Al-Nashiri was the mastermind behind a foiled plot earlier this year to bomb U.S. and British warships in the Strait of Gibraltar, authorities say.

He also is believed to have been a major player in the August 1998 bombings of the U.S. embassies in Kenya and Tanzania that killed 224 people, including 12 Americans, and wounded 4,500 others.

His cousin, investigators said, was the suicide bomber who carried out the attack on the embassy in Nairobi, Kenya.

Al-Nashiri, who is in his 30s, would rank in the top 10 among al Qaeda's leadership, said CNN terrorism analyst Peter Bergen.
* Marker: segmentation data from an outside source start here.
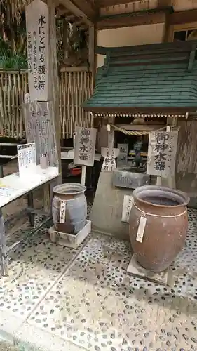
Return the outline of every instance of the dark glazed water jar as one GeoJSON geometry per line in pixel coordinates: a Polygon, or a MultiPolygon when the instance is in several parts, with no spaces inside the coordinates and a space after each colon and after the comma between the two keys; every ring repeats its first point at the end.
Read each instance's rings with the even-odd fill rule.
{"type": "Polygon", "coordinates": [[[86,225],[87,201],[86,187],[76,183],[67,183],[53,187],[52,215],[55,227],[58,232],[76,234],[86,225]],[[63,221],[60,221],[61,203],[64,204],[63,221]]]}
{"type": "Polygon", "coordinates": [[[147,185],[134,190],[130,237],[137,260],[145,269],[166,270],[182,249],[189,201],[186,194],[164,187],[147,185]],[[142,243],[136,240],[141,216],[147,218],[142,243]]]}

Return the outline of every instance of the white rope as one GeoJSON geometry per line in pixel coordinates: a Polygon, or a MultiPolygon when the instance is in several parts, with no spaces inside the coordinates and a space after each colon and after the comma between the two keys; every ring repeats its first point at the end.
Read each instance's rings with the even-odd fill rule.
{"type": "Polygon", "coordinates": [[[187,211],[187,208],[186,208],[186,210],[184,212],[182,212],[182,213],[179,213],[179,215],[174,215],[174,216],[154,215],[154,213],[149,213],[148,212],[144,212],[144,211],[140,210],[140,208],[139,208],[136,206],[136,204],[135,204],[135,202],[133,202],[133,205],[135,206],[135,208],[137,208],[138,211],[140,211],[140,212],[141,212],[142,214],[142,216],[145,216],[145,215],[148,215],[148,216],[153,216],[154,217],[163,217],[163,218],[175,218],[175,217],[179,217],[180,216],[183,216],[187,211]]]}

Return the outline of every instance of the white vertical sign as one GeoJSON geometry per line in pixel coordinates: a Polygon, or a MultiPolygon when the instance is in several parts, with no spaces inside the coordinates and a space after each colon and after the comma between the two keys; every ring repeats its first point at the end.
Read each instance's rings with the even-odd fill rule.
{"type": "Polygon", "coordinates": [[[17,151],[20,177],[28,177],[28,178],[34,177],[34,171],[36,166],[35,143],[18,145],[17,151]]]}
{"type": "Polygon", "coordinates": [[[123,206],[123,212],[122,212],[122,222],[126,222],[128,223],[129,217],[131,208],[133,206],[133,197],[132,195],[125,195],[123,206]]]}
{"type": "Polygon", "coordinates": [[[168,178],[175,173],[179,128],[150,133],[147,173],[168,178]]]}
{"type": "Polygon", "coordinates": [[[48,13],[47,4],[34,0],[26,6],[29,92],[31,101],[48,100],[48,13]]]}

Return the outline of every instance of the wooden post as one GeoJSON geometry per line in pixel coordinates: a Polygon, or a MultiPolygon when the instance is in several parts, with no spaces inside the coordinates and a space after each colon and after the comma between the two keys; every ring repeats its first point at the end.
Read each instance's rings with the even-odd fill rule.
{"type": "MultiPolygon", "coordinates": [[[[61,164],[61,145],[60,145],[60,121],[59,109],[59,82],[57,65],[57,41],[56,41],[56,24],[55,24],[55,8],[53,0],[48,0],[48,37],[49,37],[49,70],[48,79],[50,91],[49,99],[53,102],[53,116],[55,124],[55,134],[57,145],[57,158],[58,160],[59,173],[60,174],[57,181],[57,185],[62,183],[62,164],[61,164]]],[[[53,196],[52,186],[46,185],[43,188],[44,210],[48,212],[51,204],[51,197],[53,196]]]]}
{"type": "MultiPolygon", "coordinates": [[[[49,18],[49,72],[48,81],[50,85],[49,99],[53,102],[54,124],[55,128],[55,138],[57,144],[57,157],[58,159],[59,172],[62,173],[61,167],[61,147],[60,147],[60,119],[59,109],[59,82],[57,65],[56,47],[56,25],[55,7],[53,0],[48,0],[49,18]]],[[[60,178],[62,181],[62,176],[60,178]]]]}
{"type": "Polygon", "coordinates": [[[89,37],[88,37],[88,61],[90,65],[90,70],[95,75],[95,29],[94,25],[89,27],[89,37]]]}

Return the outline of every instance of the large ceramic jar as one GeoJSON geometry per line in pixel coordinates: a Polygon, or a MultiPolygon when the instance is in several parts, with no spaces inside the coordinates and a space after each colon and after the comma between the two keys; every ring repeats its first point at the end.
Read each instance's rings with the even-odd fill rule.
{"type": "Polygon", "coordinates": [[[83,228],[87,218],[86,190],[85,186],[76,183],[62,184],[53,187],[52,215],[56,230],[76,234],[83,228]],[[63,221],[60,220],[61,203],[63,204],[64,211],[63,221]]]}
{"type": "Polygon", "coordinates": [[[189,201],[184,192],[164,187],[147,185],[134,190],[130,237],[137,260],[145,269],[165,270],[182,249],[189,201]],[[146,218],[142,242],[137,240],[140,217],[146,218]]]}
His arrest is comparable in importance to Binalshibh's recent apprehension, Bergen said.

"Eventually, if these arrests keep going at this rate, they will start getting some of the real top people," Bergen said.

U.S. officials had said last Friday the United States had a senior al Qaeda leader in custody, but did not release his name.

They had been reluctant to share details of al-Nashiri's capture, worried that if his identity and the country in which he was caught became public knowledge, their investigation might be compromised.

Different names, different operations

Born in Mecca, Saudi Arabia, al-Nashiri has operated under several aliases, according to officials, and it was under a fictitious name that he engineered the Cole assault.

It was after the August 1998 embassy bombings in Africa that al-Nashiri -- calling himself Mohammed Omar al-Harazi at the time -- called conspirators in Yemen with a proposal: attacking a U.S. warship, a U.S. investigator close to the case said.

U.S. and allied officials also have said al-Nashiri has operated under the alias Abdul Rahman Hussein al-Nashari.

Like other top al Qaeda officials, including bin Laden and Ayman al-Zawahiri, he was one the "Afghan Arabs" who fought against the Soviet Union in Afghanistan in the 1980s, officials said.